Historically, the 150-credit requirement created a costly, time-consuming barrier to entry. But in 2025, change is here. In May, AICPA and NASBA approved an alternative licensure path: candidates can qualify with a bachelor’s degree, two years of supervised experience, and successful completion of the CPA Exam.
The result: aspiring CPAs no longer need to commit to expensive graduate programs. Instead, they can gain experience in firms while progressing toward licensure. In 2025, the adoption of this model has accelerated nationwide, with more than 40 states passing or advancing reform. Only a handful of states remain holdouts.
For CPA firms, this means more flexibility in recruiting. Finance or analytics graduates who once dismissed accounting due to the 150-hour rule now have a viable, accessible path into the profession—if firms create the right opportunities and support systems.
For a deeper dive into which states have acted and what it means for firms, see our recent article: CPA Licensure Changes and Accounting Firm Growth Strategies.
Hiring beyond accounting majors isn’t just about filling positions; it’s about transforming what your firm can deliver. Graduates trained in finance or data analytics often arrive with advanced technical and analytical skills that firms can immediately leverage:
These hires expand what’s possible, allowing firms to deliver new value to clients and strengthen their advisory edge.
The old formula: accounting major → CPA track → compliance work, no longer suffices. In 2025, accounting knowledge can be taught, but data fluency, strategic thinking, and adaptability are harder to cultivate. By embracing finance and analytics graduates, and leveraging new licensure pathways, CPA firms can diversify their pipelines, fuel innovation, and future-proof their talent strategies.
For additional context on how licensure reforms are reshaping pipelines across the profession, see our companion piece: The Future Accountant: Solving the Talent Shortage with Smarter Strategy.
Recruiting differently requires more than open job postings; it demands a strategic approach to talent, branding, and growth. Hollinden helps accounting and advisory firms rethink their hiring strategies, communicate their value to nontraditional candidates, and design pathways that keep top talent engaged.
Let’s start the conversation. Contact us today to explore how Hollinden can help your firm attract, retain, and elevate the next generation of accountants.
Analytics and finance graduates often bring strong skills in data modeling, forecasting, technological fluency, and strategic thinking—capabilities increasingly in demand for advisory and automation work in firms. Meanwhile, accounting knowledge can be taught through structured programs. This makes such graduates high-potential hires.

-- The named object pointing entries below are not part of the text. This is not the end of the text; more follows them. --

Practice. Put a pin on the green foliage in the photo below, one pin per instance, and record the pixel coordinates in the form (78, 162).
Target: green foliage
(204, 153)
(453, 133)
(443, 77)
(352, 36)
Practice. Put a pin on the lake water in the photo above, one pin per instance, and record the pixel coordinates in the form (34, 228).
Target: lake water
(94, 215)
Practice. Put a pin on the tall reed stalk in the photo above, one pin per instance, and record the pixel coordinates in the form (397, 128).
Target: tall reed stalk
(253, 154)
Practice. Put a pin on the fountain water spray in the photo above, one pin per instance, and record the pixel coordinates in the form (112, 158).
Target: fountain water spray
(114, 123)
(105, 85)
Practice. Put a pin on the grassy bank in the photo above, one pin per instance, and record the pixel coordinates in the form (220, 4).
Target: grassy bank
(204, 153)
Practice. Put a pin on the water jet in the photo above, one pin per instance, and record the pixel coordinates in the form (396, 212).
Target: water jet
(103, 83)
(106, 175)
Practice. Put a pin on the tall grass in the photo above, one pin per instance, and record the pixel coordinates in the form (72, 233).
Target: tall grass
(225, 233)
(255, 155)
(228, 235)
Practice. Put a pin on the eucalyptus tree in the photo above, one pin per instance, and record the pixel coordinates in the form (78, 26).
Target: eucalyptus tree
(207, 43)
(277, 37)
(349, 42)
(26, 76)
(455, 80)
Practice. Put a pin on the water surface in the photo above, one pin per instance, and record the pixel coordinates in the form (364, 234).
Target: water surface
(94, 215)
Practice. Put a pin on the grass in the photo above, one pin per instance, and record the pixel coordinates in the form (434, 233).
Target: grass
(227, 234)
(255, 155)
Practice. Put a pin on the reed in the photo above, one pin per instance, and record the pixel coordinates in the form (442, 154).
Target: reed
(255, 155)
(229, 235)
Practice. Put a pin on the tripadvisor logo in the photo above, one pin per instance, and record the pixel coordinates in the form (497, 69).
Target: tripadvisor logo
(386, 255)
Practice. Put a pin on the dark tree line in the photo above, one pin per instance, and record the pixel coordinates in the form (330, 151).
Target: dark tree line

In 2025, AICPA and NASBA approved an alternative CPA path: candidates can become licensed with a bachelor’s degree (+ accounting concentration), two years of supervised work experience, and CPA Exam passage, no 150-credit rule required. States are rapidly adopting this reform, expanding the candidate pool.
Firms should broaden their recruiting efforts to include graduates from finance, economics, and analytics programs, while also establishing structured programs that guide non-accounting hires through the licensure process. At the same time, firms need to refresh their employer branding to emphasize flexibility, innovation, and growth opportunities that appeal to today’s candidates. Finally, staying informed about licensure reform across states ensures that recruiting strategies remain aligned with compliance requirements.